Sen. Dick Durbin (D-IL) told reporters this weekend that the Senate would likely back a one-year ban on money for civilian trials for Gitmo detainees or their transfer to custody in the United States, passed again by the House on Dec. 17 (Politico, Politico). Adam Serwer reports that Senate Democrats reportedly agreed to the ban in order to win Republican support for an end to the Don’t Ask Don’t Tell policy, which prohibited openly gay individuals from serving in the U.S. Armed Forces (TAP). And a nonpartisan legal think tank, the Constitution Project, announced the formation of a task force composed  of former congressional, military and government leaders to study U.S. detainee policy (AP).

Rep. King elaborates

In a Dec. 19 op-ed in Newsday, incoming chairman of the House Homeland Security Committee Peter King (R-NY) elaborated on his intentions, announced last week, to hold hearings into the "radicalization" of Muslim American communities, writing (Newsday):

The great majority of Muslims in our country are hardworking, dedicated Americans. Yet a Pew Poll showed that 15 percent of Muslim Americans between 18 and 29 say suicide bombing is justified. I also know of imams instructing members of their mosques not to cooperate with law enforcement officials investigating the recruiting of young men in their mosques as suicide bombers. We need to find the reasons for this alienation.
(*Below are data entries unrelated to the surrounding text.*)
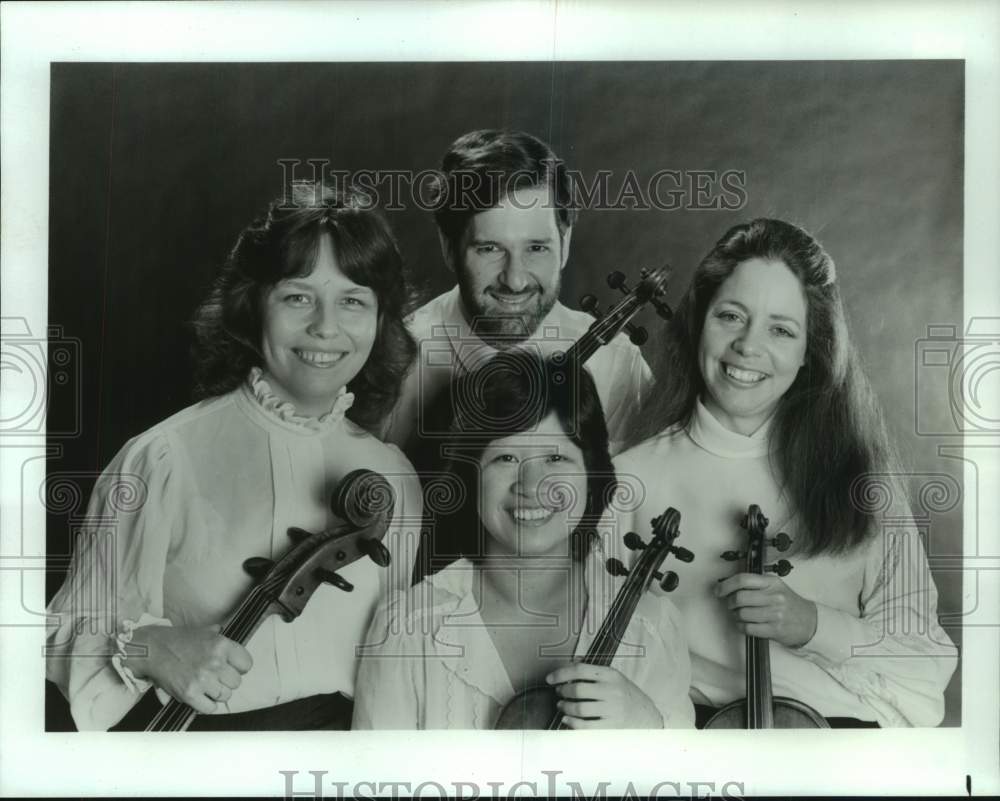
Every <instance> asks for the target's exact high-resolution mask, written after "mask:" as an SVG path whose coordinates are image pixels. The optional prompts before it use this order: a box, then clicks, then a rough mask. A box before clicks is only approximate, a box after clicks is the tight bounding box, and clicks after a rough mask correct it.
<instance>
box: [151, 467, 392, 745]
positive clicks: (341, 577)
mask: <svg viewBox="0 0 1000 801" xmlns="http://www.w3.org/2000/svg"><path fill="white" fill-rule="evenodd" d="M395 502H396V499H395V493H394V492H393V489H392V486H391V485H390V484H389V482H388V481H386V479H385V478H384V477H383V476H382V475H380V474H378V473H376V472H374V471H372V470H365V469H360V470H354V471H352V472H350V473H348V474H347V475H346V476H345V477H344V478H343V479H342V480H341V482H340V483H339V484H338V485H337V488H336V490H334V492H333V495H332V497H331V500H330V506H331V509H332V511H333V513H334V514H335V515H336V516H337V517H338V518H340V522H339V523H337V524H336V525H334V526H333V527H331V528H329V529H326V530H324V531H320V532H318V533H316V534H310V533H309V532H308V531H305V530H303V529H300V528H294V527H293V528H290V529H288V535H289V537H290V538H291V540H292V543H293V544H292V547H291V548H290V549H289V551H288V552H287V553H286V554H285V555H284V556H283V557H282V558H281V559H279V560H278V561H276V562H275V561H272V560H270V559H266V558H263V557H251V558H250V559H247V560H246V561H245V562H244V563H243V569H244V570H245V571H246V572H247V573H249V574H250V575H251V576H252V577H253V578H255V579H257V583H256V584H254V586H253V587H252V588H251V589H250V591H249V592H248V593H247V595H246V596H245V597H244V599H243V601H242V603H240V605H239V607H237V609H236V612H235V613H234V614H233V616H232V618H231V619H230V621H229V622H228V623H227V624H226V626H225V627H224V628H223V629H222V632H221V633H222V635H223V636H224V637H228V638H229V639H231V640H234V641H235V642H238V643H240V644H241V645H245V644H246V643H247V642H248V641H249V640H250V638H251V637H252V636H253V634H254V632H256V631H257V629H258V628H259V627H260V625H261V623H263V622H264V620H265V618H267V617H269V616H270V615H280V616H281V618H282V619H283V620H284V621H285V622H286V623H288V622H291V621H292V620H294V619H295V618H296V617H298V616H299V615H300V614H302V611H303V610H304V609H305V608H306V604H308V603H309V599H310V598H311V597H312V595H313V593H314V592H315V591H316V589H317V588H318V587H319V586H320V585H321V584H324V583H325V584H331V585H333V586H334V587H336V588H337V589H339V590H342V591H344V592H350V591H351V590H353V589H354V585H353V584H351V583H350V582H349V581H348V580H347V579H345V578H344V577H343V576H341V575H339V574H338V573H337V570H339V569H340V568H342V567H345V566H346V565H349V564H351V563H352V562H356V561H357V560H358V559H361V558H362V557H365V556H367V557H368V558H369V559H371V560H372V561H373V562H375V564H377V565H378V566H379V567H386V566H387V565H388V564H389V558H390V557H389V550H388V548H386V547H385V545H383V544H382V538H383V537H384V536H385V531H386V529H387V528H388V526H389V522H390V520H391V519H392V512H393V508H394V507H395ZM197 714H198V713H197V712H196V711H195V710H194V709H193V708H191V707H190V706H188V705H187V704H185V703H183V702H181V701H178V700H176V699H171V700H170V701H169V702H167V704H166V705H164V706H163V707H162V708H161V709H160V710H159V712H157V713H156V715H154V716H153V719H152V720H151V721H150V722H149V725H147V726H146V731H184V730H186V729H187V728H188V727H189V726H190V725H191V723H192V721H193V720H194V718H195V716H196V715H197Z"/></svg>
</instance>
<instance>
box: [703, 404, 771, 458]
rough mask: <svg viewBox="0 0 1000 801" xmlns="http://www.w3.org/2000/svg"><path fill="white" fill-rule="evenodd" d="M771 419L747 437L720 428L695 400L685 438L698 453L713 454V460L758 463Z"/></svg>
mask: <svg viewBox="0 0 1000 801" xmlns="http://www.w3.org/2000/svg"><path fill="white" fill-rule="evenodd" d="M772 419H773V418H769V419H768V420H767V421H766V422H765V423H764V424H763V425H762V426H761V427H760V428H758V429H757V430H756V431H755V432H754V433H753V434H751V435H750V436H749V437H748V436H746V435H745V434H738V433H736V432H735V431H730V430H729V429H728V428H726V427H725V426H724V425H722V423H720V422H719V421H718V420H716V419H715V416H714V415H713V414H712V413H711V412H710V411H709V410H708V409H707V408H705V405H704V404H703V403H702V402H701V399H700V398H699V399H698V400H697V401H696V402H695V407H694V412H693V413H692V415H691V422H690V423H688V435H689V436H690V437H691V439H693V440H694V442H695V444H697V445H698V446H699V447H700V448H702V450H706V451H708V452H709V453H714V454H715V455H716V456H724V457H726V458H728V459H759V458H760V457H762V456H767V455H768V451H769V438H770V433H771V420H772Z"/></svg>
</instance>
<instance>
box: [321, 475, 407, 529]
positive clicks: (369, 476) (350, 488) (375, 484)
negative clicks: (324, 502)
mask: <svg viewBox="0 0 1000 801" xmlns="http://www.w3.org/2000/svg"><path fill="white" fill-rule="evenodd" d="M395 503H396V494H395V492H394V491H393V489H392V485H391V484H390V483H389V482H388V481H386V479H385V476H383V475H381V474H380V473H376V472H375V471H374V470H366V469H364V468H361V469H358V470H352V471H351V472H350V473H348V474H347V475H346V476H344V478H342V479H341V481H340V483H339V484H338V485H337V488H336V489H335V490H334V492H333V495H332V496H331V497H330V509H331V511H332V512H333V513H334V514H335V515H336V516H337V517H339V518H340V519H341V520H346V521H347V522H348V523H351V524H352V525H355V526H365V525H368V524H369V523H371V522H372V521H373V519H374V518H375V517H377V516H379V515H384V514H386V513H388V514H389V515H390V516H391V515H392V510H393V507H394V506H395Z"/></svg>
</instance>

King’s call has been condemned by several Muslim advocacy groups, and New York Mayor Michael Bloomberg said the proposed hearings were inappropriate  and that he did not agree with King’s statements (AP, NYDN). At Salon, meanwhile, Justin Elliot digs into the vocal support King once gave to the terrorist group the Irish Republican Army, a group King reportedly did not break with until 2005 (Salon).

Trials and Tribulations

  • A bomb ripped through a bus security checkpoint Dec. 21 in Nairobi, Kenya, killing 3 (including the bomber) and wounding 26 – mostly Ugandans returning home for Christmas (BBC, WSJ, AJE). Authorities suspect the involvement of the Somali militant group al-Shabaab.
  • In an important change, the Obama administration put into effect Dec. 7 a regulatory shift allowing lawyers to represent individuals present on a Treasury Department terrorism list pro-bono, without having to obtain a special license from Treasury (AP).
  • Danish authorities have filed a "preliminary terror charge" against Chechen Lors Doukaev, who accidentally detonated a bomb in a Copenhagen hotel bathroom Sept. 10 (AP).
  • Oregon authorities have announced that 19-year old Mohamed Osman Mohamud, arrested late last month in a sting operation after allegedly trying to set off a bomb at Portland’s Christmas Tree Lighting ceremony, is being held in isolation from other prisoners (AP). And a lawyer for Tarek Mehenna, accused of providing material support to a terrorist group and attempting to fight abroad (amongst other charges), filed a motion Dec. 20 seeking bail for her client and the sealing of over 2,000 pages of internet communications between her client and others (Boston Herald).
  •  A U.S. State Department cable released this week by the website WikiLeaks reveals that in December 2009, a Yemeni official warned the U.S. Embassy in the country that the lone guard outside Yemen’s holding facility for radioactive material had been removed from his post, and that the one security camera on-site had been broken for six months (CBS, Guardian).
  • The Telegraph reports that a spin-off group of the banned al-Muhajiroun still operates openly in Luton, nearfrom where Taimour Abdelwahab al-Abdaly, who set off a suicide bomb in Stockholm Dec. 11, lived in the U.K. (Telegraph).
  • A Canadian court has lengthened the sentence of Momin Khawaja, convicted in 2008 of supporting a plot by British terrorists to bomb targets in that country in 2004, from 10 years to life in prison (BBC). Another court raised the sentences of two men convicted for their participation in the so-called "Toronto 18" plot, broken up in 2006 (AP).